Methods Of Installing Cable Safely In HDPE Conduits
Split Coupler Example

Variables and Parameters Affecting Installation Lengths

There are many factors that can affect installation distances. Some of which are controllable and some which are not. Some manufacturers offer software programs that, with proper data input for the cable installation project, can estimate achievable distances.

Factors Affecting Installation Length for Cable Jetting 

Cable Outer Diameter Cable Weight
Cable Stiffness Intrinsic Cable Curvature
Duct Inner Diameter Coefficient of Friction
Undulation Amplitude Undulation Period
Installation Method Compressor Volume and/or Pressure
Compressor Capacity Pushing Unit
Pulling Support Number of Curves
Horizontal Trajectory Bundle
Resident Cables in Conduit Air Temperature

 

The programs will calculate a distance achievable. The only parameters not listed that can have a significant effect on the outcome are heat and humidity. There is currently no viable way to calculate this factor, as there are many variables within these parameters that are unknown until time of the actual installation.

There are, however, some cable installation devices that have this capability ‘on-board’ the device to be used at the installation site.

Note: Compressed air can contribute significant heat during installation. For this reason, it is an advisable practice, especially in warmer climates, to utilize an air cooler for cooling the air temperature prior to injection into the conduit.

Maintenance

Maintaining the good working condition of jetting/blowing equipment is imperative. This ensures that all mechanical working parts are clean and lubricated, which reduces friction inherent in the machine and is just as important as cleaning and lubrication inside the duct.

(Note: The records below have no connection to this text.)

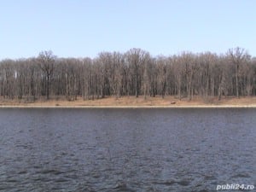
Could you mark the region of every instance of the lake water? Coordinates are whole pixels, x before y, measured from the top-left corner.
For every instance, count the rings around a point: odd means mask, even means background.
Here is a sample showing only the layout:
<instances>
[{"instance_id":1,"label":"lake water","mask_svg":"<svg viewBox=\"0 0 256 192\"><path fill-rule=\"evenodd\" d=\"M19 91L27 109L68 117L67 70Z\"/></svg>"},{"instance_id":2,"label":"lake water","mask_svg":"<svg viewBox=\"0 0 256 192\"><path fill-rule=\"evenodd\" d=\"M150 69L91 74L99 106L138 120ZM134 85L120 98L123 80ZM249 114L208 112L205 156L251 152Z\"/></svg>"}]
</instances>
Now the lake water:
<instances>
[{"instance_id":1,"label":"lake water","mask_svg":"<svg viewBox=\"0 0 256 192\"><path fill-rule=\"evenodd\" d=\"M0 191L255 184L256 109L0 109Z\"/></svg>"}]
</instances>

A machine that is binding-up will overheat thereby reducing performance. A dirty machine will also introduce contaminants into the air chamber causing the cable seals to bind restricting airflow resulting in overheating of the motors. Jetting units should be pressure washed and lubricated on a regular basis to provide optimum performance.

Summary

There are many duct and cable installation types and techniques available for “Enterprise” (i.e. ISP), or OSP installations. HASB and Push-Pull installations are the methods of choice, proven by a 25-year experience model as the safer method of installing fiber due to the minimal tensile stresses and the increased speed of installation.